Analyze your results.
Introverts are intuitive and analytical. Use that skill. What is working? What isn’t? Where do you get the most bang for your buck?
Find the key nodes in the network.
Don’t find a marketing person, find someone who knows lots of marketing people and then invite that person to lunch. If networking wears you out, you will be better off finding the ten key people who all know lots of other people, than finding and maintaining fifty relationships. This takes a long time because it is hard to find the right person. Look for introverts that, for whatever reason, are in jobs that force them to be well connected. Extroverts that share one of your core passions are also a good match.
Don’t network just for the sake of networking.

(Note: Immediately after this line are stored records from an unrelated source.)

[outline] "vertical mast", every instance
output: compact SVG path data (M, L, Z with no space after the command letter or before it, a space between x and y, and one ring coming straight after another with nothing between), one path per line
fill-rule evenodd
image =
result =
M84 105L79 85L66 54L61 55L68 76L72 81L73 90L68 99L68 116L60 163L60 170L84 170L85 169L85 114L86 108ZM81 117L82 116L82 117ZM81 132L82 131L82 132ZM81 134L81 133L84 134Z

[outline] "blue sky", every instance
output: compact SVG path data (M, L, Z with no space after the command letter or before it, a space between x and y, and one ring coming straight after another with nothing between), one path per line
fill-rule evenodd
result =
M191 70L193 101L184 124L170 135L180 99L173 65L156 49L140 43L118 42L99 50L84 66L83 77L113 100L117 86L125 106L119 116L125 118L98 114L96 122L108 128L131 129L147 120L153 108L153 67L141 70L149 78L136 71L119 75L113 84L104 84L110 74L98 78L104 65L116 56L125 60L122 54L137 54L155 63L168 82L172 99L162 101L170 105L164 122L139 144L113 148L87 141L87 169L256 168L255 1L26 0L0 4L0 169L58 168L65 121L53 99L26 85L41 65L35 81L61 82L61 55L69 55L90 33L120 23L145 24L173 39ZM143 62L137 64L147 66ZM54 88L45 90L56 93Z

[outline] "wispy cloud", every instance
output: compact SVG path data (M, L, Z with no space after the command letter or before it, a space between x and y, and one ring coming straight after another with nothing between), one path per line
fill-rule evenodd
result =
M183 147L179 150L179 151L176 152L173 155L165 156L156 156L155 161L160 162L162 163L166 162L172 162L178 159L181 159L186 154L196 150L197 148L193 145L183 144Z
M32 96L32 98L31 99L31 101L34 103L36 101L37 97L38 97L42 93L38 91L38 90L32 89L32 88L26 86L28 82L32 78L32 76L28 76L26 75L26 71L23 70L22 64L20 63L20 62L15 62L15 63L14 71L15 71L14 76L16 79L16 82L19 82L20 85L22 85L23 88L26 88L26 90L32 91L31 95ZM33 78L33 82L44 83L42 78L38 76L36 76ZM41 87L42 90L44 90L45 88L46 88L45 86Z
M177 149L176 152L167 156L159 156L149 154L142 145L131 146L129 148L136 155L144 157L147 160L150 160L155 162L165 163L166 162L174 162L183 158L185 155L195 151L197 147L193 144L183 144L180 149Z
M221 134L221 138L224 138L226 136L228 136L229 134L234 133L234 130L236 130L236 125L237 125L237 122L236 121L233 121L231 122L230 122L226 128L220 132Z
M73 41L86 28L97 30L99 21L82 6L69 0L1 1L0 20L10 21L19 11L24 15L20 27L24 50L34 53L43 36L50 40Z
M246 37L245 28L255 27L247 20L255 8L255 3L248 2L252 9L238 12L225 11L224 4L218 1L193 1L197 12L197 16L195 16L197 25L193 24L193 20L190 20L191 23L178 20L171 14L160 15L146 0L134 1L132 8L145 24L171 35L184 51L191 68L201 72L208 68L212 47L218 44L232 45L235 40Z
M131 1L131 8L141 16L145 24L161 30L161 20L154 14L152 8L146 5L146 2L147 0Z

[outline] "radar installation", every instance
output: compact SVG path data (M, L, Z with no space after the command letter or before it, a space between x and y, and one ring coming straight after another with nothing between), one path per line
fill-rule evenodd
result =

There is a book called “Never Eat Alone”. That’s all fine and good for extroverts, but we introverts can’t network just to network. As you meet more people, focus on spending your time with the ones that are the best fit, and focus less on meeting new people.
The hardest part for me was the first few events. I sometimes feel like I don’t know what to say when I meet new people. I would be soooo much more comfortable if someone started a conversation by asking me what I thought of utilitarianism as a way to make ethical decisions, or whether Sarbanes-Oxley has encouraged companies to list on other exchanges. Ideas usually seem so much more interesting than people. But, by sticking it out, month after month, I’ve slowly learned some good things to say, and grown more comfortable meeting strangers. So trust me when I say it gets easier.
The majority gets to set the rules, and the majority of people are extroverts (70% I think). Networking is an important key to unlocking your own potential. So play by the rules of the game the best that you can, or don’t sit and complain when you have a great idea and no one to help you launch it. I hope you can learn from my experiences, so that you don’t waste as much time as I did fighting the inevitable.